If you actively compare Gemini, OpenAI, and Claude behind one routing layer, a gateway like laozhang.ai can be useful because it reduces auth and billing fragmentation. The real test, though, is feature exposure rather than headline model availability. Verify that any gateway passes through the exact model variant and capabilities you need, especially if your workflow depends on preview-only behavior or the customtools path.
The practical conclusion is simple. Gemini 3.1 Pro API is worth using when you need its actual shape, not just its branding. If your real job is "fast, cheap, high-volume text," do not pay Pro pricing because a launch cycle made it sound like the default answer. If your real job is "one large multimodal context, structured output, grounded reasoning, and reliable multi-step execution," Gemini 3.1 Pro is a strong current path.
FAQ
Is Gemini 3.1 Pro API free?
No. Google's current pricing page shows no free API tier for Gemini 3.1 Pro Preview. You can test it in AI Studio, but programmatic access is paid.

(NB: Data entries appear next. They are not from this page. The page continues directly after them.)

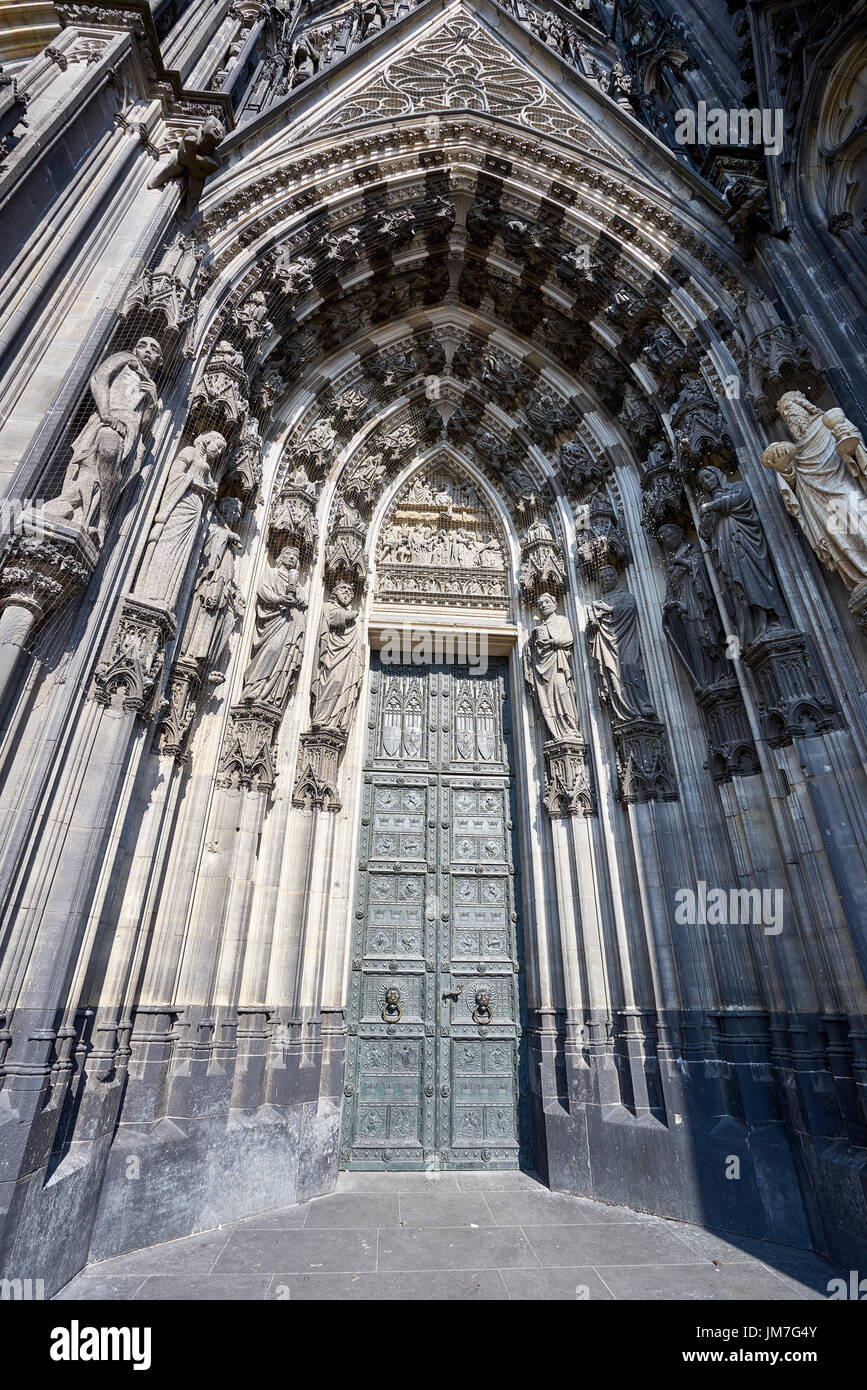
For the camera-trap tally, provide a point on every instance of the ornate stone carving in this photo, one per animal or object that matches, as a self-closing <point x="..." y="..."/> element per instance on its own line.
<point x="189" y="488"/>
<point x="217" y="601"/>
<point x="699" y="430"/>
<point x="823" y="480"/>
<point x="192" y="161"/>
<point x="293" y="514"/>
<point x="278" y="642"/>
<point x="731" y="527"/>
<point x="248" y="751"/>
<point x="600" y="540"/>
<point x="107" y="453"/>
<point x="167" y="289"/>
<point x="129" y="673"/>
<point x="548" y="669"/>
<point x="220" y="396"/>
<point x="612" y="635"/>
<point x="439" y="544"/>
<point x="542" y="565"/>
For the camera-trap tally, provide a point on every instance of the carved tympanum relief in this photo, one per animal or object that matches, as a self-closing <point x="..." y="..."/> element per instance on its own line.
<point x="441" y="544"/>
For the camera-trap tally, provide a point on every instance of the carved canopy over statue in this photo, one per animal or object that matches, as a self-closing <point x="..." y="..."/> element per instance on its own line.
<point x="823" y="480"/>
<point x="548" y="669"/>
<point x="125" y="396"/>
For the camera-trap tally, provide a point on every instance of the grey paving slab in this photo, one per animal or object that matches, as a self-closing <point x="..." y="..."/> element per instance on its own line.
<point x="566" y="1285"/>
<point x="203" y="1287"/>
<point x="452" y="1286"/>
<point x="193" y="1254"/>
<point x="296" y="1251"/>
<point x="445" y="1209"/>
<point x="96" y="1287"/>
<point x="488" y="1247"/>
<point x="635" y="1243"/>
<point x="353" y="1211"/>
<point x="666" y="1283"/>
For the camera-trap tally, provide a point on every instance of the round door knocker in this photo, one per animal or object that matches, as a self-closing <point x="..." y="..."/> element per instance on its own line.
<point x="482" y="1012"/>
<point x="391" y="1009"/>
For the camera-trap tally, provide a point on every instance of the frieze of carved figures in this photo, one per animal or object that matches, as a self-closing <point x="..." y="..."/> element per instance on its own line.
<point x="542" y="566"/>
<point x="193" y="160"/>
<point x="345" y="556"/>
<point x="794" y="695"/>
<point x="221" y="392"/>
<point x="334" y="695"/>
<point x="699" y="428"/>
<point x="250" y="319"/>
<point x="191" y="487"/>
<point x="823" y="480"/>
<point x="107" y="453"/>
<point x="129" y="673"/>
<point x="217" y="601"/>
<point x="167" y="289"/>
<point x="731" y="527"/>
<point x="600" y="540"/>
<point x="278" y="641"/>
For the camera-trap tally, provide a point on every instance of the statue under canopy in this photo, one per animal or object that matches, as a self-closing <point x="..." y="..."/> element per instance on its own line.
<point x="823" y="480"/>
<point x="548" y="670"/>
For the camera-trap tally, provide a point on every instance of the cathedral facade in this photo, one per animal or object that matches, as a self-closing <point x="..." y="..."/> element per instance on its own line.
<point x="432" y="609"/>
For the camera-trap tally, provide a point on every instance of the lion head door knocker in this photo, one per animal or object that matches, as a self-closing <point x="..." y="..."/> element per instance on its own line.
<point x="482" y="1012"/>
<point x="391" y="1009"/>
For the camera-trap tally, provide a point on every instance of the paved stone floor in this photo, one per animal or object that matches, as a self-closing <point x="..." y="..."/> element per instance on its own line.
<point x="456" y="1236"/>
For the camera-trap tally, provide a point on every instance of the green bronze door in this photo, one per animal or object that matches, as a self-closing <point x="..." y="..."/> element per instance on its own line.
<point x="434" y="1069"/>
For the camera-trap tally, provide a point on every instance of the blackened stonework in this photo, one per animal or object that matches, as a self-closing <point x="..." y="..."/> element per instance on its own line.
<point x="432" y="613"/>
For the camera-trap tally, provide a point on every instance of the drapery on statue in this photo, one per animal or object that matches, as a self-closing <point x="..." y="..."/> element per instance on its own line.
<point x="612" y="635"/>
<point x="125" y="398"/>
<point x="691" y="619"/>
<point x="191" y="487"/>
<point x="278" y="644"/>
<point x="731" y="526"/>
<point x="336" y="683"/>
<point x="823" y="480"/>
<point x="192" y="163"/>
<point x="548" y="670"/>
<point x="217" y="601"/>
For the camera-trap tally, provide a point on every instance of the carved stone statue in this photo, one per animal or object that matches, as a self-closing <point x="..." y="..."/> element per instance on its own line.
<point x="125" y="396"/>
<point x="281" y="620"/>
<point x="192" y="163"/>
<point x="823" y="478"/>
<point x="217" y="601"/>
<point x="731" y="526"/>
<point x="191" y="487"/>
<point x="691" y="619"/>
<point x="548" y="670"/>
<point x="613" y="640"/>
<point x="339" y="666"/>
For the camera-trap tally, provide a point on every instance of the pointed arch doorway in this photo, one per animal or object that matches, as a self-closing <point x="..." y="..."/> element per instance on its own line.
<point x="435" y="1073"/>
<point x="435" y="1070"/>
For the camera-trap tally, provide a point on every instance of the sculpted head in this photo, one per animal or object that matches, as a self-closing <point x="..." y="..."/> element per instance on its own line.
<point x="670" y="537"/>
<point x="149" y="353"/>
<point x="229" y="510"/>
<point x="213" y="444"/>
<point x="710" y="480"/>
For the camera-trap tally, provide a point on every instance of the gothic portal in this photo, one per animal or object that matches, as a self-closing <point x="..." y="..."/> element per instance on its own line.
<point x="432" y="609"/>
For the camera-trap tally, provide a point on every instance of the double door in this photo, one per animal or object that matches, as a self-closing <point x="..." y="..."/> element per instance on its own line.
<point x="434" y="1072"/>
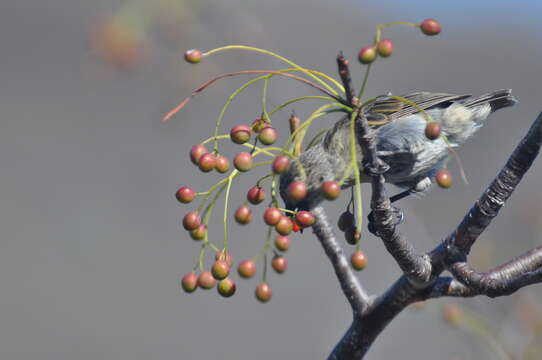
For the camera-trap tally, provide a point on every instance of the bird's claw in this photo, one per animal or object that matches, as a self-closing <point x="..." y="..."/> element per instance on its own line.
<point x="397" y="218"/>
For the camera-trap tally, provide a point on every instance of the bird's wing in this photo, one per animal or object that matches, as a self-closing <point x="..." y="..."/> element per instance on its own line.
<point x="386" y="109"/>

Does gemini-3-pro-preview still work?
It was shut down on March 9, 2026. Google's release notes say the old model now points to gemini-3.1-pro-preview, but new code should use the current model string explicitly.
Should I use gemini-3.1-pro-preview-customtools for every project?
No. Use it when custom-tool prioritization is the point. Google's model page warns that quality may fluctuate in workloads that do not benefit from such tools.
Where do I see my real RPM, TPM, and RPD?
In AI Studio. Google's rate-limits page now tells users to view active limits there because capacity varies by tier and account state.
Can I call Gemini 3.1 Pro through the OpenAI SDK?
Yes. Google's OpenAI compatibility docs show that you can do it by changing the API key, the base URL, and the model name.
Does Gemini 3.1 Pro support image generation or Live API?
No. The current model page lists image generation, audio generation, and Live API as unsupported for Gemini 3.1 Pro Preview.